8(Vf0 + K(If1)T) = 7(Vf0 + K(If2)T) + Vout
Vout = (8*K(If1)-7*K(If2))*T + Vf0 [ We need the Vf0 to fall out so Vout !=0, this is why there are not the same number of diodes in the strings ]

Vout does not vary with T if 8*K(If1)-7*K(If2)) = 0, so pick R1 and R2 to create a If1 and If2 such that 8*K(If1) = 7*K(If2), which should be possible after you characterize the diode.

 

[uart]

Re - (figure 2) - http://www.national.com/rap/Applicat...570,24,00.html

For analyzing any of these circuits the tricky part is actually proving that the Vbe forward voltage has a temperature coefficient of about -2mV/C (at room temperature and typical operating current densities). If we take it as "given" that Vbe is approx 600mV with temp-co -2mV/C then the analysis of the diode string circuit is as follows.

V_o = 7 V_T \, \ln(\frac{I}{I_s}) - 6 V_T \, \ln(\frac{I}{49 I_s})
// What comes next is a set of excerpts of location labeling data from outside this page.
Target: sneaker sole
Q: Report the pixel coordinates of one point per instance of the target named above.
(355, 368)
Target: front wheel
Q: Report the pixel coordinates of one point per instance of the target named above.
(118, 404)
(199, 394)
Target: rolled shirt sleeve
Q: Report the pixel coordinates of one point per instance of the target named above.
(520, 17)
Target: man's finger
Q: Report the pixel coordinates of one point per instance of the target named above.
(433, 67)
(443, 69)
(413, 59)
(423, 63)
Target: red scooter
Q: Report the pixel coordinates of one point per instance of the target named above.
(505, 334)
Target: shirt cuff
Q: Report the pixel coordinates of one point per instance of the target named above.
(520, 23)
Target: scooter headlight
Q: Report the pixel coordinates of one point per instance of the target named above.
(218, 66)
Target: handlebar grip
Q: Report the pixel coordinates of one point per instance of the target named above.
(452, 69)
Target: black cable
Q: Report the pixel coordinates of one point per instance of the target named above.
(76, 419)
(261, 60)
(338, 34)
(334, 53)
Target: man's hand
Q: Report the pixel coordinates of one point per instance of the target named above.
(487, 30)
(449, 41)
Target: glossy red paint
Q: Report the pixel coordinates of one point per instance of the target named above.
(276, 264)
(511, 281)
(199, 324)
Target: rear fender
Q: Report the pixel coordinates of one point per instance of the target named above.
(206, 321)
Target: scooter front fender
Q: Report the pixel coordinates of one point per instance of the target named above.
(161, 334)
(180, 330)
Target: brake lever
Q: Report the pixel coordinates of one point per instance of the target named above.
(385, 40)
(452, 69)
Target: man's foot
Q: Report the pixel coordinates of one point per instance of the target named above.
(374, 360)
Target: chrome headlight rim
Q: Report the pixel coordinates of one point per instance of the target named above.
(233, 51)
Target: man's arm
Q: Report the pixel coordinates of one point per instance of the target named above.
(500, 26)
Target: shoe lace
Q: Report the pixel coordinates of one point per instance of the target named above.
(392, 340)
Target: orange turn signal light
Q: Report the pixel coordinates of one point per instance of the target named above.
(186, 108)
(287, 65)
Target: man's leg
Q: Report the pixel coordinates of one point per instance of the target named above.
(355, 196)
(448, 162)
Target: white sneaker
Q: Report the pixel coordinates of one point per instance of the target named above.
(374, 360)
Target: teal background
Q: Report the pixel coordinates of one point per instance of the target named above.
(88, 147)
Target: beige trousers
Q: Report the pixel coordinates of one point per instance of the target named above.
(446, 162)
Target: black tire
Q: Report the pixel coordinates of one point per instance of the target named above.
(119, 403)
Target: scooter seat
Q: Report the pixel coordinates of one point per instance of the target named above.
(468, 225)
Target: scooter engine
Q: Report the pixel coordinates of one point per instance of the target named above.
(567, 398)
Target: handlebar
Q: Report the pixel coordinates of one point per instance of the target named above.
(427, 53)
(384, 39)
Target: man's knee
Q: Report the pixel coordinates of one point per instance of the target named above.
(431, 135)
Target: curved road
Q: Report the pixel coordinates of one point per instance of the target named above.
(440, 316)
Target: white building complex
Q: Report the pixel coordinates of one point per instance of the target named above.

(note that the current in the right branch is 1/49th of the current in the left branch).

Rearranging,

V_o = V_T \, \ln(\frac{I}{I_s}) + 6 V_T \, ( \ln(\frac{I}{I_s}) - \ln(\frac{I}{49 I_s} ))

Using the subtraction property of log gives,

V_o = V_T \, \ln(\frac{I}{I_s}) + 6 V_T \, \ln(49)

(Where "I" is the current of approx 1mA in the left diode string).

The first term in the above equation is the normal forward voltage of a single diode, so we assume it is approx 600mV with a temp-co of approx -2mV/C.

Now consider the second term, 6 V_T \, \ln(49). At room temperature it evaluates to approximately 600 mV, and since V_T is the only temperature dependency of this term it has a positive temp-co equal to (6 k \ln 49)/q, which is almost exactly +2 mV/C. (Note that the number of diodes and the relative currents would have been chosen to so as to make this so.)

* BTW. In building any of these bandgap circuits, the Vbe voltage of a BJT actually works better than typical diodes as they obey the ideal logarithmic diode equation more closely.